|Hohenschwangau Courtyard Fountain|
|Burg Stahleck in Bacharach Germany|
We started our trip in the Rhine Valley where there seemed to be a castle on every corner, quite literally. They liter the banks of the Rhine as they overlook what was the major shipping channel of the age. Today they've been turned into magnets for tourism, hotels, some are hostels and a quite a few are just left as ruins. No matter, we loved them all and could not get enough of them. At least in the beginning. Absolutely every one we saw would be a shout out "oh! look another castle!" We'd pull over, and start snapping away. Several of the them ended in muddy back roads that led to nowhere as the castle didn't have a road and wasn't receiving the hoards of tourists.
|Hohenschwangau Swan Fountain|
|Neuschwanstein in the distance|
We did end our travels along the Romantic road in Fussen as we thought it would make more sense to stay overnight near the castles vs. trying to do a day trip from Munich. Which is smart if you want to visit this area. However, be warned this is hands down the most touristy location of our entire trip. We honestly had no idea it was. Upon arrival we were swarmed with bus loads of tourists coming in for the day (presumably from Munich). And while we arrived at noon, tickets (yes you must buy a ticket to tour a castle) were completely sold out for the day. The lines were long with waiting times of several hours. We decided that since we were there, we would bite the bullet and try for tickets the following morning. Highly recommend this strategy since you cannot reserve in advance.

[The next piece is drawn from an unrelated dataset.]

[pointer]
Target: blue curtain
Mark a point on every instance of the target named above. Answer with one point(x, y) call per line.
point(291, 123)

|The hike up to Hohenschwangau|
|Hohenschwangau Two Swan Fountain|
Due to its secluded location, the castle survived both WWI and WWII. In addition the Nazis used it as a hidden depot for plunder taken from wealthy Jews. Hitler's dream was to create a "Furhrermuseum" with an estimated 5 million pieces of artwork and cultural items he had stolen which included masterpieces from artists like Michelangelo, da Vinci and Vermeer. In April of 1945, the SS considered blowing it up to prevent the building and the artwork falling into enemy hands, but was in the end surrendered to Allied forces. Clearly, we enjoyed touring the many castles and learning more about the history behind each one. They all have stories to tell.